Santis admits that working on his women’s line was much more difficult that his men’s, in part because women have much more complex body shapes, and there are different buying patterns that affect how women's retailers pull together their own store assortment. Shooting the lookbook was also tough. “We’re still going through some growing pains,” he says. “You really have to figure out that consumer. I’m still learning that [Aimé Leon Dore] guy.”

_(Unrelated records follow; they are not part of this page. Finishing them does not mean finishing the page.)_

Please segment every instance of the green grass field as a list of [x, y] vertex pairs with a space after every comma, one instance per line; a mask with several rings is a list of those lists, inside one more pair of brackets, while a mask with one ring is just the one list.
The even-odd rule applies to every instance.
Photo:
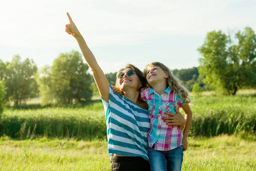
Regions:
[[[182, 170], [255, 170], [256, 143], [238, 136], [189, 138]], [[109, 170], [105, 140], [0, 140], [0, 170]]]
[[[256, 91], [195, 96], [182, 170], [256, 170]], [[42, 107], [39, 99], [5, 108], [0, 170], [109, 170], [100, 100]]]

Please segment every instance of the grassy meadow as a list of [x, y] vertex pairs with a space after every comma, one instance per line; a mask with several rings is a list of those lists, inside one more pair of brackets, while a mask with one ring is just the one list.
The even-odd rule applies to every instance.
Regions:
[[[0, 119], [0, 170], [109, 170], [100, 99], [7, 107]], [[256, 170], [256, 91], [194, 95], [182, 170]]]

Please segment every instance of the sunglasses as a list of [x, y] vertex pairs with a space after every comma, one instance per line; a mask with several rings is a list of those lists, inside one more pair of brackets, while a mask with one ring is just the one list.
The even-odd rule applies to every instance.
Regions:
[[[128, 71], [126, 74], [127, 74], [128, 76], [131, 76], [132, 74], [133, 74], [133, 73], [134, 73], [133, 70], [130, 70]], [[125, 74], [125, 73], [124, 73], [124, 72], [120, 72], [118, 74], [117, 78], [119, 79], [122, 78]]]

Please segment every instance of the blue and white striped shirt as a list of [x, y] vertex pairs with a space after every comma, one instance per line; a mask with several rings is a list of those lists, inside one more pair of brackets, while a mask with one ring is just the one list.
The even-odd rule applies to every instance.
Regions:
[[102, 99], [109, 155], [139, 156], [148, 161], [148, 111], [124, 96], [113, 93], [112, 87], [109, 88], [108, 103]]

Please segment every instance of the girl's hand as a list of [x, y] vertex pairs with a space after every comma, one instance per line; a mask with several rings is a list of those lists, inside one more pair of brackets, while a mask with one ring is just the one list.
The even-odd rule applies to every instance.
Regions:
[[178, 110], [177, 106], [175, 107], [175, 112], [176, 113], [165, 113], [164, 114], [170, 116], [165, 117], [164, 121], [168, 125], [184, 126], [186, 124], [186, 120]]
[[76, 38], [76, 36], [80, 35], [79, 31], [78, 31], [78, 28], [76, 28], [76, 25], [72, 20], [68, 13], [67, 13], [67, 15], [70, 20], [70, 23], [66, 25], [66, 32]]
[[183, 137], [182, 139], [183, 151], [185, 152], [188, 149], [188, 139]]
[[111, 85], [112, 88], [113, 88], [113, 92], [117, 92], [117, 93], [119, 93], [120, 95], [124, 95], [124, 92], [123, 91], [121, 91], [119, 88], [117, 88], [115, 87], [113, 85]]

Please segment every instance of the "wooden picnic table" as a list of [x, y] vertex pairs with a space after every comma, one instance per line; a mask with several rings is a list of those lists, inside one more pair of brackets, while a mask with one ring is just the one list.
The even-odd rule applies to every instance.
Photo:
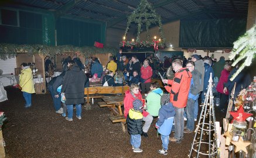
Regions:
[[121, 122], [121, 125], [124, 132], [125, 131], [124, 125], [126, 119], [122, 112], [121, 107], [124, 104], [124, 95], [110, 95], [102, 97], [102, 99], [107, 104], [110, 110], [111, 116], [110, 119], [112, 123]]

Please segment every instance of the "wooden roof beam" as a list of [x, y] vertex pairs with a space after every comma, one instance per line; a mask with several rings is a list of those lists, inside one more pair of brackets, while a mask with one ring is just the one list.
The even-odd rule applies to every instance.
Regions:
[[[67, 3], [65, 5], [62, 6], [60, 9], [57, 10], [55, 12], [55, 18], [57, 19], [63, 15], [65, 15], [69, 10], [73, 8], [77, 3], [81, 0], [73, 0], [69, 3]], [[87, 0], [84, 0], [86, 2]]]
[[[155, 8], [157, 8], [159, 7], [161, 7], [161, 6], [166, 5], [169, 4], [170, 3], [175, 2], [178, 1], [179, 1], [179, 0], [166, 0], [163, 2], [160, 2], [160, 3], [158, 3], [156, 4], [153, 4], [152, 5], [155, 9]], [[123, 16], [121, 17], [120, 18], [118, 18], [117, 19], [109, 21], [109, 22], [107, 22], [107, 28], [109, 28], [111, 27], [112, 26], [115, 25], [115, 24], [124, 20], [125, 19], [126, 19], [127, 18], [127, 16], [128, 15], [130, 15], [130, 14], [131, 14], [130, 13], [127, 13], [126, 15], [124, 15]]]

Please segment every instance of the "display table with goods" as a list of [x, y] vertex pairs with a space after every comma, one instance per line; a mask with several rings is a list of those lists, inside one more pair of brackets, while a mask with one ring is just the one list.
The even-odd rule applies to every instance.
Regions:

In the same Racked interview, Fieg told the women’s site that designing for women was a challenge. “Women need softer fabrics, women have different fit needs.” As a result, Fieg wisely hired a separate women’s team for this project.

Nevertheless, these brands have tapped into a market that wasn’t being addressed before. “Menswear brands doing womenswear is not overdone yet,” says Lee. “Once everyone starts doing it, it won’t be cool anymore, so brands have to hop on this trend early if they want to successfully be a part.”

Stamp says he didn’t always see a women’s line in Stampd’s future. “I kind of liked the idea of the line being unisex, where you can just size down. So it wasn’t a thing where I was like, ‘Yeah, I wanna do women’s’ from the get-go. Not by any means.” But, he says, “We noticed an opportunity there.” He didn’t present his women’s line at his New York Fashion Week debut earlier this month, but he promises to open up the women’s collection in the future.

Santis is already working on Aimé Leon Dore’s Spring/Summer 2016 women’s collection, slated for a June release. He’s thrilled about building his female customer and women’s line. “This is the most exciting thing I’ve worked on since we started the brand,” he says. “It’s not sexy to be sexy anymore.”

Hillary Taymour, designer of Collina Strada—​a collection that's ostensibly for women, but also used men and trans models in its most recent Fashion Week presentation—​maintains Santis’ sentiments. “Non-gender is the future,” she says. "I feel the most confident in a cool, unisex look than I do showing off my abs in a crop top. Tits and ass are always fun, but most times a girl just wants to be cool and comfortable."